Nature’s Silent SOS: The Unseen Threat of Festive Lights

Samin Emrani
2 min readNov 17, 2023


Photo Credit: decodingbiosphere

Light pollution happens when there’s too much artificial light at night, and it’s a bigger issue than we might realize. Take holidays like Christmas or New Year, for instance — all those twinkling lights might look nice, but they add to this problem.

Why does it matter? Well, it messes with nature and our health. Animals that usually do their thing at night, like hunting or finding mates, get thrown off by the extra light. Imagine trying to sleep with a flashlight in your face — not fun, right? It’s the same for animals.

For us humans, too much light at night messes with our sleep and can lead to health issues like trouble sleeping, moodiness, or even serious stuff like diabetes and cancer. Plus, it’s not good for the environment — wasted energy and all.

So, why does light pollution happen? We use more light than we need, and a lot of it goes where it shouldn’t — up in the sky, causing that glow over cities. What can we do about it? Use lights that don’t shine everywhere, like those shielded fixtures. And maybe don’t go overboard with too many decorations. Also, let’s be aware of the impact and not go crazy with the lights.

Light pollution occurs for various reasons:

1. Over-Illumination: Using more light than needed or lighting up areas where light isn’t necessary.
2. Poorly Designed Lighting Fixtures: Inefficient or poorly shielded fixtures let light go in the wrong directions, causing skyglow and glare.
3. Excessive Use of Decorative Lighting: During holidays, there’s often an abundance of decorative lights contributing to light pollution.
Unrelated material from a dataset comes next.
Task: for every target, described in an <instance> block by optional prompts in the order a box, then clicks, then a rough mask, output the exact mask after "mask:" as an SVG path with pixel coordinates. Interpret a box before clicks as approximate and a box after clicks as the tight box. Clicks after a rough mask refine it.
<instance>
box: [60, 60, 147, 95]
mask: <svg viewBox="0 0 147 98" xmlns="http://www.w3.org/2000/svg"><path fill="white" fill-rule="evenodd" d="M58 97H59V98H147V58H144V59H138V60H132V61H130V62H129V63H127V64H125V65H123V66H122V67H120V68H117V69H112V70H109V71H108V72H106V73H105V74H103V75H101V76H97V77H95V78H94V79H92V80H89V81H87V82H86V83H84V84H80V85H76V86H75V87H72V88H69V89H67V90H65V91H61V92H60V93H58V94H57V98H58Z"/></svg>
To tackle light pollution, we can:

1. Install fixtures that direct light where it’s needed and minimize light spill to significantly reduce light pollution.
2. Communities can make rules about outdoor lighting to control the type and amount used.
3. Raise Awareness: Teach people about the negative effects of light pollution and encourage responsible outdoor lighting to help lessen its impact.
4. Using technologies like LEDs can reduce overall energy consumption from lighting.

The effects of light pollution on animals and nature are diverse. Nocturnal animals may change behavior, migration, and reproduction. For example, sea turtle hatchlings might get confused by artificial lights, leading them away from the ocean. Birds may have navigation and communication problems, and plants and trees can be affected, influencing their growth. So, addressing light pollution is vital for the well-being of both nature and human communities.

Remember, it’s not just about ruining the view of stars; it’s about maintaining balance for animals, plants, and ourselves. So, this holiday season, let’s light up responsibly!